For me, this is just an 'artistic' demonstration (it is indeed pointless to generate cyclically a book). But is this demonstration invalid because it is...useless? My goal is to give an example of a genetic algorithm to people that may be not familiar with. I think there is nothing wrong with this approach from the moment you do not fool people with wrong explanations. That is why I shared the source code.
Regarding his criticism, perhaps I have problems to understand him because English is not my mother tongue, but it seems to me clear that he presents me as a fraud (that is: I explain a given process that does not reflect what really happens). See:
So I had to read the source code, and saw that Hamlet was being encoded directly into the DNA! Quite a single purpose monkey.
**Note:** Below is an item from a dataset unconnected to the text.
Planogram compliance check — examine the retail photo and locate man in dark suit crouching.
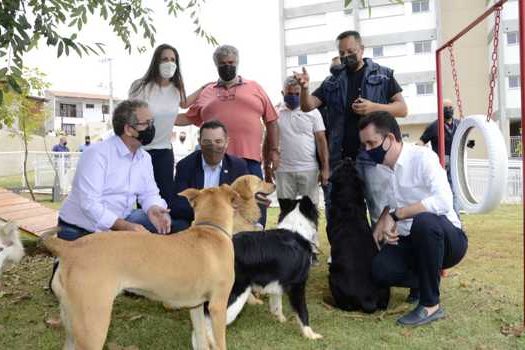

That is not true: Hamlet is not encoded into the DNA, as you know.
I guess I was hoping the monkeys would have some stochastic process based on learned vocabulary and possibly even randomness (I.e. a winning monkey wouldn't necessarily spit out Hamlet every single time)
This is based on a stochastic process (even if it is simplistic, ie. no possibility for the monkeys to created valid sentences in general).
In particular:
I don't believe anything close to that explanation appears in that page.
This is what I do not understand. In the help page, I have the feeling I give sincere explanations. I do not see anything false in my claims. When I read him, I have however the feeling that this is a faked experiment, that there is no evolution at all, that this is not a genetic algorithm.
But at the same time I am puzzled because he says a fact that I believe to be very true:
I.e. your code converges on Hamlet rather than on a process (such as a Markov model) that generates Hamlet.
Yeah, this is the very purpose of a genetic algorithm. To generate Hamlet from a Markov model (or neural networks...) is a different experiment.
Anyways, thank you very much for this feedback. It was very useful.